La stanza del vuoto “sukiya” ne è uno, dove si celebra la cerimonia del tè, ma la magia più affascinante è tra l’inchiostro e il pennello.

Sukiya

 

In Cina e in Giappone la scrittura e la pittura sono fortemente connesse, non come avviene nella cultura Occidentale che le ha tenute separate come fossero “campi” sconosciuti entrambi. La connessione non è solo quella fisica e del movimento, ma anche quella semantica, il significato è visto attraverso le diverse sfaccettature della logica, della psicologia e della comunicazione.

 

Sukiya

La scrittura cinese introduce il pennello dopo il periodo dell’ incisione, nel 213 a.C., con le punte di fibra e poi successivamente con setole di animali, 206 a.C.; a quel punto gli strumenti sono gli stessi per la scrittura e la pittura, la ciotola, l’inchiostro, il pennello e la carte e la seta.

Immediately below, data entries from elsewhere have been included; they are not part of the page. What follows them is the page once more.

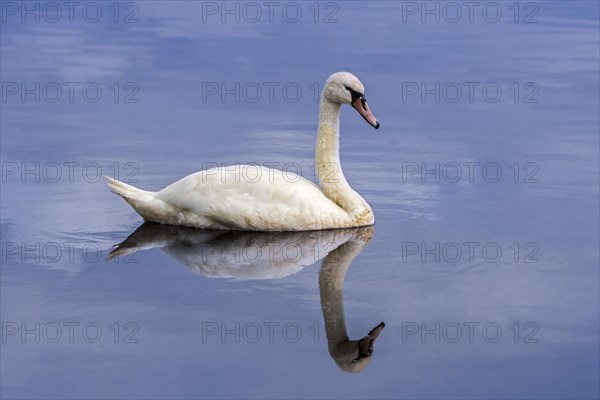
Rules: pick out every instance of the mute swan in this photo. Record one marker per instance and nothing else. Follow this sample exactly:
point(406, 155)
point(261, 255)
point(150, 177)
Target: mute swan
point(219, 199)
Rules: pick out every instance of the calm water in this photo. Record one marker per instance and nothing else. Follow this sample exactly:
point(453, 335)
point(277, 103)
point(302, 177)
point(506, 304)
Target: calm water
point(483, 263)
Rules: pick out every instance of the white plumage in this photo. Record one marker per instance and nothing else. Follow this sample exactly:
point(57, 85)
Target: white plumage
point(271, 200)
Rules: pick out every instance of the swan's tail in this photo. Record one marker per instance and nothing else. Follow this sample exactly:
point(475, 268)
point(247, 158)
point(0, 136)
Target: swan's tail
point(128, 192)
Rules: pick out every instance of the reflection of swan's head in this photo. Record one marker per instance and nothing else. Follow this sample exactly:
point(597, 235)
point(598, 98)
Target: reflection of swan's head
point(355, 356)
point(345, 88)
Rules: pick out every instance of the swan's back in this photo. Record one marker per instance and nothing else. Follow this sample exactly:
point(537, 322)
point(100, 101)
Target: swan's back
point(249, 198)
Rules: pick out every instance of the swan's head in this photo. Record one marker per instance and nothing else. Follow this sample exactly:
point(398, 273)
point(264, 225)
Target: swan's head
point(345, 88)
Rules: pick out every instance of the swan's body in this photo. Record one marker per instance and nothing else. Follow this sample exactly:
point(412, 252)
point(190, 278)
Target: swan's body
point(265, 199)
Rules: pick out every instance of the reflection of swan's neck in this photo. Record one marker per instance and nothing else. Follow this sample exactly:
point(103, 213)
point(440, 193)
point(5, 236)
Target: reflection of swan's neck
point(331, 282)
point(327, 161)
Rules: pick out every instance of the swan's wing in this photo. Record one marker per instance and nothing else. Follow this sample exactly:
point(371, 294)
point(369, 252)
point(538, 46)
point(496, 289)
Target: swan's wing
point(253, 198)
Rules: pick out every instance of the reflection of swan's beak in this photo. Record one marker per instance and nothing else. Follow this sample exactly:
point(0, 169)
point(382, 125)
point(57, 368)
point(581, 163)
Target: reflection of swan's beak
point(360, 104)
point(365, 345)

Questa connessione non è stata “tradita” da allora fino ai nostri giorni, la fiducia che il gesto ha trovato è la risultante dello stare su questa triade: inchiostro, pennello, carta. Il “calamaio” vuoto contiene l’inchiostro che si andrà a depositare sulla carta. La materia delle setole e la sua differenza di rigidità crea, nel pennello, la differenza che si trasferisce sulla carta del pieno e del vuoto. Tutto allora diventa parte di questo elemento semantico, la precisione della mano, la regolarità dell’espansione delle setole sottoposte a pressione, la coerenza della rotondità, la presa del pennello nella sua verticalità, lo scioglimento dell’inchiostro.

 

Shi Tao, Autoritratto

 

Come nell’Occidente poi c’è il momento in cui la carta assorbe l’inchiostro. Capire come la carta accoglierà l’inchiostro fa parte della “validità” del vuoto. Quello che rimane forte sia in scrittura che in pittura è il coinvolgimento completo di tutte le parti che si presentano in questo atto, l’energia che circola attorno all’anima e al corpo (qi; in giapponese ki ), perché ciò avvenga occorre creare un vuoto perché l’energia circoli.

 

Shi Tao, Huangshan

 

Shitao fu un pittore cinese, vissuto tra il 1642-1707, e impiegò più di una dozzina di nomi, durante la sua vita, tra cui quello di Shi Tao (Onda di roccia); la sua pittura fu rivoluzionaria per il suo periodo. Lui utilizzava il bianco che lasciava sulla carta perché sia semanticamente ed emotivamente parte del paesaggio. La prospettiva si allunga e le rocce delle montagne parlano come scrivono alcuni trattati della pittura cinese: “ Non esistono molti metodi segreti per dipingere le rocce. Se posso riassumerli in una frase, dirò che devono essere vive”.

 

Huangshan, Cina orientale

 

Se il pittore è riuscito a fare vuoto in se lasciando i suoi canali liberi, il qi delle rocce e quello del pittore si incontrano e rendendosi efficaci e visibili nel tratto del pennello.

Così che i monti Huangshan, “Montagna gialla” nella Cina orientale, non si separano dal vuoto e giocano a nascondersi quando le nuvole lo avvolgono stando al di sotto delle sue cime e gli effetti sono così meravigliosi che sembra che il mare si sia trasformato nel biancore delle nuvole.